An Excerpt from A Body Broken, A Body Betrayed
Far from being able to name and dress our collective wounds around racism, many of the ways in which racism most afflicts the church remain concealed from our consciousness, and sometimes even camouflaged as virtue. “When I look at a person, I don’t see color—I see a child of God” rolls off the tongues of many Christians. These words are understood and embraced as articulating the unbounded grace and generosity of God’s love. And through this aspiration of loving all people, regardless of their demographic profile, many people have felt called to practice an ethic of colorblindness.
This colorblind aspiration creates a necessary amnesia or unknowing around racialized systems, histories, and bodies. And this aspiration easily finds a home in communities deeply and often unconsciously shaped by whiteness and white culture. These white-derived aspirations and habits are seamlessly coupled with many of the common assumptions of privilege—that systems are fair, that individuals are the center of how we understand rights and responsibilities, and that being educated in and conforming to societal norms is possible for everyone when they are given the “right tools.” In the church these values manifest as mission statements and faith practices. And the resulting collective habituations and dispositions encouraged and practiced by churches focus on things like radical hospitality, service, and outreach to “the least of these.”
Often, the rhetoric heard in mainline Protestant worship— from prayer, to sermon, to offering—reifies the assumption that everyone in church is called to help those in need. These people in need are described (sometimes subtly, other times not so subtly) as being outside the faith communities who seek to help them. “We” the church are helping “them” the poor, the disenfranchised, the oppressed, and the disadvantaged. These impulses toward service, charity, and outreach are taught as universal Christian virtues. The habituations and assumptions that they entail are not collectively explored in terms of race or social location. The stealthy affliction of colorblindness permeates faith communities with a fluid infiltration—it infects institutions of white culture, like the church, camouflaged as the very virtues to which we aspire as communities. And these virtues are not understood as culturally derived; they are to be exercised without regard to color and culture.
With reverberations of Paul Tillich’s category of the demonic, the habits and practices of colorblindness distort and contort provisional goods by totalizing them, by being blind to their own finite and limited origins. Tillich uses the fictional character of Faust to illustrate the demonic. Faust desires all knowledge and so makes a deal with the devil to know everything. Knowledge itself is not demonic; the desire to attain all knowledge, to collapse all of reality into oneself, is demonic. Colorblindness is blind to its own color, to its bias toward the absence of color. Colorblindness distorts a culturally derived value by making it an infinite value—a God-derived value. The language of colorblindness in the church takes the aspirations of whiteness to erase distinctions, to ignore histories of oppression, and to bypass dissonant narratives and overlays them onto what God wants for us as people of faith.
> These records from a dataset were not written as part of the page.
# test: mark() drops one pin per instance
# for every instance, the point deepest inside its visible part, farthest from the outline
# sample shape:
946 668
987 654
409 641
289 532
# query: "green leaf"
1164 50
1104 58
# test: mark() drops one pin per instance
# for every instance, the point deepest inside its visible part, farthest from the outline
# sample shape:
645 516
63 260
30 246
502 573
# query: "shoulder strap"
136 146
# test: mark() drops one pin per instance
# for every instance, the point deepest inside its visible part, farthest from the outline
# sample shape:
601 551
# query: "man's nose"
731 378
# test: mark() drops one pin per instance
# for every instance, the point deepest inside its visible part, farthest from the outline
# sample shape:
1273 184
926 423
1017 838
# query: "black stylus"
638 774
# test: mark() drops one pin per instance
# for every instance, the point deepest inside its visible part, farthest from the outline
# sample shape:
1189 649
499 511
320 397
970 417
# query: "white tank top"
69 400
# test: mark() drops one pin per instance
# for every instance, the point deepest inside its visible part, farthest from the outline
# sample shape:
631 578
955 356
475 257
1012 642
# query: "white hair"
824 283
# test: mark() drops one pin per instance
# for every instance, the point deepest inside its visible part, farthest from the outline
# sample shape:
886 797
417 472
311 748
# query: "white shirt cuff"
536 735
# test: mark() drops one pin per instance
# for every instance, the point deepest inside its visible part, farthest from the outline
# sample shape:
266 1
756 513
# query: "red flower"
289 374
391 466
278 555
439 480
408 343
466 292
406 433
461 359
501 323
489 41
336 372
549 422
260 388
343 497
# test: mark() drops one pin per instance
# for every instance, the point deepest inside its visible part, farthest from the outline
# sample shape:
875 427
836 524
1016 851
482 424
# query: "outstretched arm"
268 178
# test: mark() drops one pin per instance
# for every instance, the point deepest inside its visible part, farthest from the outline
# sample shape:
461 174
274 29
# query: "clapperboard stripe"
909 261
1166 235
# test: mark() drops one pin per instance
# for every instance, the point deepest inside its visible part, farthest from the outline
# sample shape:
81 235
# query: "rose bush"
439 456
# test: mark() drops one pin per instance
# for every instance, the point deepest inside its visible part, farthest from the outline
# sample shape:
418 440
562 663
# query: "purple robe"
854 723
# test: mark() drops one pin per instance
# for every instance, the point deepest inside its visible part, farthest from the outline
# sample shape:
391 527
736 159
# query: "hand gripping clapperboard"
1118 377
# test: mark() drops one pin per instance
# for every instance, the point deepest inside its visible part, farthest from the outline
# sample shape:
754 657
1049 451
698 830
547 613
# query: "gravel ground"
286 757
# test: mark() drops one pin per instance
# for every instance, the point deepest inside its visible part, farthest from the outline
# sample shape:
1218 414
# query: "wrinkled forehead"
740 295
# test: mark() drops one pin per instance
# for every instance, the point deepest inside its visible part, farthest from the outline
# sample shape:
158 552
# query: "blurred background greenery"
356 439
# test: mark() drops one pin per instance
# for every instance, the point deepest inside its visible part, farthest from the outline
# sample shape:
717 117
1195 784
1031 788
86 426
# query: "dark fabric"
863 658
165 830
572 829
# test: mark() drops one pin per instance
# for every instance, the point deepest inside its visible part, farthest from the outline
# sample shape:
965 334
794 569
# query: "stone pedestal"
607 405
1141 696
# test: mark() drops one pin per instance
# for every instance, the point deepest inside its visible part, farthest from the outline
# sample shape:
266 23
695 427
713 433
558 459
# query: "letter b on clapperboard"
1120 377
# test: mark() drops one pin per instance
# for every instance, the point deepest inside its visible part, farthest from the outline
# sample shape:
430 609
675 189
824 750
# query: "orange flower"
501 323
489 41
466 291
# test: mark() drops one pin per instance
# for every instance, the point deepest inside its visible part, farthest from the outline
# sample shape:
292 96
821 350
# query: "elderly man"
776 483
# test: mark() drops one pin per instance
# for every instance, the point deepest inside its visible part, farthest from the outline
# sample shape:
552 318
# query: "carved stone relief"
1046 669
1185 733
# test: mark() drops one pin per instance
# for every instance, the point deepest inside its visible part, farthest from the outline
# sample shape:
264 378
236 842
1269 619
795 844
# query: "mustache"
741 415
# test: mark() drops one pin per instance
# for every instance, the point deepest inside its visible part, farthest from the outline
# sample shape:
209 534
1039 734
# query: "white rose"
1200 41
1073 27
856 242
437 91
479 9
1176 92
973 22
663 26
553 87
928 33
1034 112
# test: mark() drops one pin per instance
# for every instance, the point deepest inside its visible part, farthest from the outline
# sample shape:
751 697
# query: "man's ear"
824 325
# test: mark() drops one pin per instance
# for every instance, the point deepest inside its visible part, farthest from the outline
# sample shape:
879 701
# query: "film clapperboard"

God’s kingdom, we hear again and again, is a place of unity. Christ’s Body, we hear again and again, is a place where we are all one body. These aspirations of oneness and reconciliation are not necessarily demonic; blindness to the originary desire to make them in the image of white culture, however, obscures a demonic reality. These aspirations are instilled with a dangerous obliviousness to the power of whiteness and its habit of obscuring its own woundedness and its own capacity to wound. Surfacing the marks of colorblindness in eucharistic practice means inviting visibility where there has been invisibility. This invisibility has the capacity to conceal our collective wounds around race in plain sight. And our very stories, aspirations, and habituations geared toward overcoming racism are some of the dynamics that have increased its hold and its harm among us.